In [1]:
import spacy
import requests
import datetime
import json
nlp = spacy.load('en_core_web_lg')

### Make a request to the Mapquest service

In [2]:
#MapQuest Geocode service.  More info: https://developer.mapquest.com/documentation/geocoding-api/
mapquest_url='https://www.mapquestapi.com/geocoding/v1/address?key=FVfj6GGCXVEGUjXvokn4IbXdNAHIbbH0&location='
def geocode(text):
    req = requests.get(mapquest_url+text)
    jsn = req.json()
    loc = jsn["results"][0]["locations"][0]
    return loc

In [3]:
#us-map-with-latitude-longitude-united-states-latitude-longitude.jpg

#Disambiguate to the nearest lat/lng whole numbers:
def near(loc):
    latlng = loc["latLng"]
    return round(latlng["lat"]),round(latlng["lng"])

#Normalize to City|State|Country:
def norm(loc):
    loctypes = {"City":"","State":"","Country":""}
    location = None
    for i in range(8):
        aai = "adminArea"+str(i)
        aat = aai+"Type"
        if aat in loc.keys() and loc[aat] in loctypes.keys():
            loctypes[loc[aat]] = aai
    for typ in loctypes.keys():
        fld = loctypes[typ]
        if fld in loc.keys() and len(loc[fld]):
            if not location:
                location = loc[fld]
            else:
                location += "|" + loc[fld]
    if not location:
        location = "_UNKNOWN_"
    return location.replace(" ", "_")

### Try a couple examples

In [4]:
#Normalize to City|State|Country
print(norm(geocode("Raleigh, NC")))
print(norm(geocode("Raleigh")))
print(norm(geocode("Chapel Hill")))
print(norm(geocode("Durham")))
print(norm(geocode("RTP, NC")))
print(norm(geocode("Charlotte, NC")))
print(norm(geocode("Bangkok")))

Raleigh|NC|US
Raleigh|NC|US
Chapel_Hill|NC|US
Durham|NC|US
Durham|NC|US
Charlotte|NC|US
Bangkok|TH


In [5]:
print(near(geocode("Raleigh, NC")))
print(near(geocode("Raleigh")))
print(near(geocode("Chapel Hill")))
print(near(geocode("Durham")))
print(near(geocode("RTP, NC")))
#(36, -79)

print(near(geocode("Charlotte, NC")))
#(35, -81)

print(near(geocode("Bangkok")))

(36, -79)
(36, -79)
(36, -79)
(36, -79)
(36, -79)
(35, -81)
(14, 100)


### Entity spans with SpaCy

In [6]:
def extract_independent_locations(text):
    doc = nlp(text)
    locs = []
    #Fun fact, "GPE" means Geo-Political Entity
    for gpe in filter(lambda w: w.ent_type_ in ['GPE','LOC'], doc):
        print("Text:",text,"\t|\tLocation:",gpe)

In [7]:
extract_independent_locations("Kevin alone in NYC")
extract_independent_locations("Indiana Jones in India")
extract_independent_locations("action hero movie in LA")
extract_independent_locations("Boxing Revenge in Moscow")

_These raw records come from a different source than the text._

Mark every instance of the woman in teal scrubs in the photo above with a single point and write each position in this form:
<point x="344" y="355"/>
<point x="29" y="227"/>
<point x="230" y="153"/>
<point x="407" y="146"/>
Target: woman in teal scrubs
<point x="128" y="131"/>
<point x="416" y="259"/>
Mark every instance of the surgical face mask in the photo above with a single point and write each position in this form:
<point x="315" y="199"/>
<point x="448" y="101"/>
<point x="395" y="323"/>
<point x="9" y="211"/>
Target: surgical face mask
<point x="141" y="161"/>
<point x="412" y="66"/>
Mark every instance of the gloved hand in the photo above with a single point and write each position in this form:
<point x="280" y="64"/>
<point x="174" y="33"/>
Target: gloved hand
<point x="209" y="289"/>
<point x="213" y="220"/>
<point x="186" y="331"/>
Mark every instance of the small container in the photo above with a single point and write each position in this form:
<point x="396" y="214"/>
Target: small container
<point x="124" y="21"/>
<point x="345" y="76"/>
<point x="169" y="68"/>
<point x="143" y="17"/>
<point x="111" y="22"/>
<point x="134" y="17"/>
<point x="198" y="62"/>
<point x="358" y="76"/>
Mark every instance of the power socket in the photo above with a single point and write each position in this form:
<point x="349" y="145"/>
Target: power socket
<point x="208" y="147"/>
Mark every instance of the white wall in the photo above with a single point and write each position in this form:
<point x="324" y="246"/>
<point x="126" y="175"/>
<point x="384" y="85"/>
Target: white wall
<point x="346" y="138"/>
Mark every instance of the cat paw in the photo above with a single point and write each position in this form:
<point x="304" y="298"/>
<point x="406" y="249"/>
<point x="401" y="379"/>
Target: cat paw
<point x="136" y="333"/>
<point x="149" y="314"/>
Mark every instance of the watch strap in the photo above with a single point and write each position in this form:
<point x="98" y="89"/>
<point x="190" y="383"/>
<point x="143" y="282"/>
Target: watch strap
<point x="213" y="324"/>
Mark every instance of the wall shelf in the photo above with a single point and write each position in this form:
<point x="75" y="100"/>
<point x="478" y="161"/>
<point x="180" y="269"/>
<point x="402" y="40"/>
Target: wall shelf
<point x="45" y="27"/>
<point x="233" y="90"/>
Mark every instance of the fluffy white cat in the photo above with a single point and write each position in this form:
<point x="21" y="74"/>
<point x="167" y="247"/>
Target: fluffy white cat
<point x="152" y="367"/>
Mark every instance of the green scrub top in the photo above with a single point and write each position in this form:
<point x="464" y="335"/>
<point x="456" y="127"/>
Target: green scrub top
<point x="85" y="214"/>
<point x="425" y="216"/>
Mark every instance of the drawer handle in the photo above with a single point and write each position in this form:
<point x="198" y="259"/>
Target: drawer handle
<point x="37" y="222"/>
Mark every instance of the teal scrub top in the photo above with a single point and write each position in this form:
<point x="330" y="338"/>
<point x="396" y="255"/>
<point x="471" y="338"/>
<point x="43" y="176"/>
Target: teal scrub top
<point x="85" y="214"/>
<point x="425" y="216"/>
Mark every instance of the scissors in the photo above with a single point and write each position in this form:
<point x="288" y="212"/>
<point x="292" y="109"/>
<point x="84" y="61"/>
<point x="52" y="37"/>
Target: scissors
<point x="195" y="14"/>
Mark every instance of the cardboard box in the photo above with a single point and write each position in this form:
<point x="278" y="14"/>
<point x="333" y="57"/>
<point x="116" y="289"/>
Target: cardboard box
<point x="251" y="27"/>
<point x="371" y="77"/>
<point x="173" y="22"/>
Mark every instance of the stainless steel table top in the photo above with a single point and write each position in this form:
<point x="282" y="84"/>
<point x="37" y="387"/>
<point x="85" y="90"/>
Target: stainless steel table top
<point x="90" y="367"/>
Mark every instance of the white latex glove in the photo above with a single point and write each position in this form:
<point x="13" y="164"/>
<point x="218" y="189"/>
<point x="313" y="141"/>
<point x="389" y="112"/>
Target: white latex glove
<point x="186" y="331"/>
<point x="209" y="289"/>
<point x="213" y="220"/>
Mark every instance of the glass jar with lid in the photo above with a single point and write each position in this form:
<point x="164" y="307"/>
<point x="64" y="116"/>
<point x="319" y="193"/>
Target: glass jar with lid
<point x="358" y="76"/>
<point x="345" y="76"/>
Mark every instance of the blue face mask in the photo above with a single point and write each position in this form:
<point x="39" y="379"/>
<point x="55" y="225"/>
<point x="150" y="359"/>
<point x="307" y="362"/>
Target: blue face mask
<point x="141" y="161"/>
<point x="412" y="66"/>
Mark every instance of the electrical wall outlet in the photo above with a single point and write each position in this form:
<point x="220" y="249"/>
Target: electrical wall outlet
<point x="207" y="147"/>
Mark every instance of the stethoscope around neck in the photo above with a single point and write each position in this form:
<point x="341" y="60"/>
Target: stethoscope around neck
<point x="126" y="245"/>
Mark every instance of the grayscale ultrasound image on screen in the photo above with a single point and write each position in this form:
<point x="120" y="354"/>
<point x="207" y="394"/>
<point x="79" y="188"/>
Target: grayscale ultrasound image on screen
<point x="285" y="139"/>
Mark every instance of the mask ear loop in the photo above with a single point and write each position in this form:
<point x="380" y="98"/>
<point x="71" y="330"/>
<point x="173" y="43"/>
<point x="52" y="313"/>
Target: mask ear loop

Text: Kevin alone in NYC 	|	Location: NYC
Text: Indiana Jones in India 	|	Location: India
Text: action hero movie in LA 	|	Location: LA
Text: Boxing Revenge in Moscow 	|	Location: Moscow


### Subject/Object dependency examples

In [10]:
def extract_dependent_locations(text):
    #debug here:
    # https://explosion.ai/demos/displacy?text=Kevin%20McCallister%20in%20New%20York%20NY&model=en_core_web_lg&cpu=1&cph=1

    #merge entities and noun chunks into one token
    doc = nlp(text)
    spans = list(doc.ents)# + list(doc.noun_chunks)
    for span in spans:
        span.merge()

    relations = []
    for gpe in filter(lambda w: w.ent_type_ in ['GPE','LOC'], doc):
        if gpe.dep_ in ('attr', 'dobj'):
            subject = [w for w in gpe.head.lefts if w.dep_ == 'nsubj']
            if subject:
                subject = subject[0]
                relations.append((subject, gpe))
        elif gpe.dep_ == 'pobj' and gpe.head.dep_ == 'prep':
            relations.append((gpe.head.head, gpe))
        else:
            relations.append((None,gpe))

    return relations

In [11]:
print(extract_dependent_locations("Kevin McCallister in New York NY"))
print(extract_dependent_locations("Kevin alone in NYC"))
print(extract_dependent_locations("Indiana Jones in India"))
print(extract_dependent_locations("California action hero"))
print(extract_dependent_locations("boxing revenge in moscow"))
print(extract_dependent_locations("Riddick in the underverse"))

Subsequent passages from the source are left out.